The expression/activation of epidermal growth factor receptor (EGFR) and the correlation with the phosphorylation status of downstream modulator proteins, Akt, mammalian target of rapamycin (mTOR), p70S6-kinase (S6K), ribosomal protein S6 (rS6), and eukaryotic initiation factor 4E-binding protein 1 (4E-BP1), were analyzed and EGFR/Akt signaling was evaluated in lung carcinomas. Immunohistochemical analysis of 140 cases revealed overexpression of EGFR in 37.9% and phosphorylation in 37.1%, but much less in small cell carcinoma. Combined analysis with immunoblotting revealed that when EGFR is activated, at least one of the mTOR/S6K or mTOR/4E-BP1 cascades was activated in 60% of the cases.
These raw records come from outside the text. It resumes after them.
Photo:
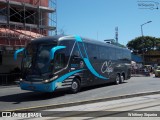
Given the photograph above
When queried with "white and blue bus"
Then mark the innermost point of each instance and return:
(52, 63)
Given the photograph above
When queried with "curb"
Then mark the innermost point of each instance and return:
(53, 106)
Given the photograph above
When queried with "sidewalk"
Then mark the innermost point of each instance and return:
(139, 107)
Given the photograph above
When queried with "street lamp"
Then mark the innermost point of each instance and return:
(142, 37)
(142, 27)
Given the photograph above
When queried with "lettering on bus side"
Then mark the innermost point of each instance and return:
(107, 67)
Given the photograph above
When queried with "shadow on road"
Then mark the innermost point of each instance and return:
(36, 96)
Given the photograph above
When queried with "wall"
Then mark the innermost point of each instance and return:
(8, 63)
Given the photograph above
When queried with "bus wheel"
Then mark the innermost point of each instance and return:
(122, 79)
(117, 79)
(75, 86)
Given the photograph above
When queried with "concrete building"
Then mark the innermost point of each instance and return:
(20, 22)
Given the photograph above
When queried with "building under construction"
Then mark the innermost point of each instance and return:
(20, 22)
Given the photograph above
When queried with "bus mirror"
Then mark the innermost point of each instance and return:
(17, 52)
(54, 49)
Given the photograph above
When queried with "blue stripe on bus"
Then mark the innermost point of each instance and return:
(90, 67)
(48, 87)
(62, 78)
(86, 60)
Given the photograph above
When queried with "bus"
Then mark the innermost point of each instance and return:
(72, 62)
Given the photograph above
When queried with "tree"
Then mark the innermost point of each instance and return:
(143, 44)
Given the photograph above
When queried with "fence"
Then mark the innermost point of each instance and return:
(9, 79)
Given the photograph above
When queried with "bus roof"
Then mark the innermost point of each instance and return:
(66, 37)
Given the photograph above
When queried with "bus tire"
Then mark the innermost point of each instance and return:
(75, 86)
(117, 81)
(122, 79)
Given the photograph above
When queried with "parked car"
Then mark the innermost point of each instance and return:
(157, 72)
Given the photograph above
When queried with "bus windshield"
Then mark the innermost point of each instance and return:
(36, 59)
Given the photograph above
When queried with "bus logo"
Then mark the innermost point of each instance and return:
(107, 67)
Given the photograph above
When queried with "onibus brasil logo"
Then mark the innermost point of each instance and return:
(107, 67)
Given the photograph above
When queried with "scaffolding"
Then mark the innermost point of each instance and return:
(24, 20)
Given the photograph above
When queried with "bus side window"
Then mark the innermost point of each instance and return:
(59, 61)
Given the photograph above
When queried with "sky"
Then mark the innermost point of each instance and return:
(97, 19)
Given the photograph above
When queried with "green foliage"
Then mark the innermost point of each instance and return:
(143, 44)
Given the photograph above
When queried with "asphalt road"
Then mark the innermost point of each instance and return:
(15, 98)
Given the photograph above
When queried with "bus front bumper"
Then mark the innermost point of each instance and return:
(41, 87)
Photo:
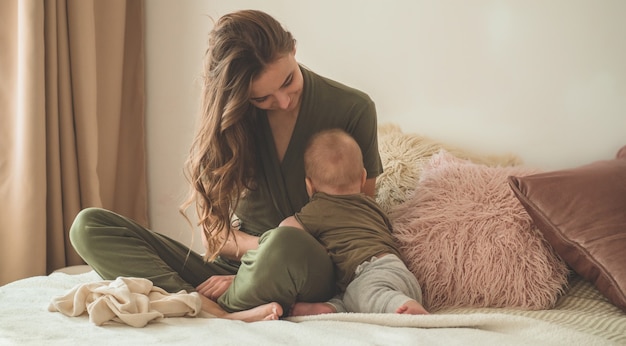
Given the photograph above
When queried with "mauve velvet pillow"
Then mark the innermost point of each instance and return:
(582, 214)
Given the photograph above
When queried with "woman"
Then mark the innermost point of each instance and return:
(260, 107)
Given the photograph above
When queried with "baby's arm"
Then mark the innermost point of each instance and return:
(291, 222)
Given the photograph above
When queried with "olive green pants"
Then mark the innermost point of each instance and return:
(288, 266)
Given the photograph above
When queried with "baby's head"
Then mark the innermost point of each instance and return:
(333, 163)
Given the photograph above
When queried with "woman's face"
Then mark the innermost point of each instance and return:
(279, 86)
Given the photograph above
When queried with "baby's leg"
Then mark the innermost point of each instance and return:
(305, 309)
(412, 307)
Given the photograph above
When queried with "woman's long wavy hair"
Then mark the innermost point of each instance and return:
(222, 164)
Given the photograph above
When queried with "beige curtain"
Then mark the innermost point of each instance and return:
(72, 131)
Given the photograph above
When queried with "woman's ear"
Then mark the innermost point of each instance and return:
(363, 177)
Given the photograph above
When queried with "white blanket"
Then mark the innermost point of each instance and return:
(582, 318)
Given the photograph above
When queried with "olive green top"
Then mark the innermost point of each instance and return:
(281, 189)
(352, 228)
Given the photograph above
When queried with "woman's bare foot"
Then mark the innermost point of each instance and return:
(266, 312)
(412, 307)
(306, 309)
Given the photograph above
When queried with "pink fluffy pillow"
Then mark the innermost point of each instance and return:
(470, 243)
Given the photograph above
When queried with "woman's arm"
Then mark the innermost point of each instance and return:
(238, 244)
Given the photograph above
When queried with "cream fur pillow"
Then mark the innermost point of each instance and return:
(403, 156)
(470, 243)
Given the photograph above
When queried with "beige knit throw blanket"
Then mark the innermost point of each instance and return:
(133, 301)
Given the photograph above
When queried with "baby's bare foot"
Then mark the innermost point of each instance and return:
(306, 309)
(412, 307)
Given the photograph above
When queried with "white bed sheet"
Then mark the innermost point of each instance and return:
(582, 317)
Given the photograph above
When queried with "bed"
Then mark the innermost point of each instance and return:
(484, 235)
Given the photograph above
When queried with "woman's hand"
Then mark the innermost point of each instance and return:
(215, 286)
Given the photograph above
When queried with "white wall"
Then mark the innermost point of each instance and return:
(543, 79)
Furthermore, constitutive activation of EGFR-Akt-mTOR was found in 17.9% of nonsmall cell lung carcinomas (NSCLCs). For each protein, the frequencies of the activation vary among histologic types. In adenocarcinoma (AC), 90% revealed mTOR activation regardless of EGFR status, and 60% of these showed activation of downstream S6K/rS6. Furthermore, mutation of EGFR was frequently accompanied by phosphorylation of EGFR and constitutive activation of entire EGFR through rS6 was observed in 50% of carcinoma harboring EGFR mutation, including squamous cell carcinoma (SCC). By clinicopathologic analysis, Akt activation was correlated with lymph node metastasis in general, but nodal metastasis was correlated with rS6 activation in AC and with mTOR activation in SCC. In conclusion, (i) constitutive activation of EGFR/Akt/mTOR pathway was present in defined subset of NSCLC; (ii) mTOR/S6K/rS6 axis is frequently activated in AC, and constitutively activated through Akt by EGFR mutation even in SCC; and (iii) mTOR and rS6 are possible determinants of nodal metastasis in SCC and AC, respectively.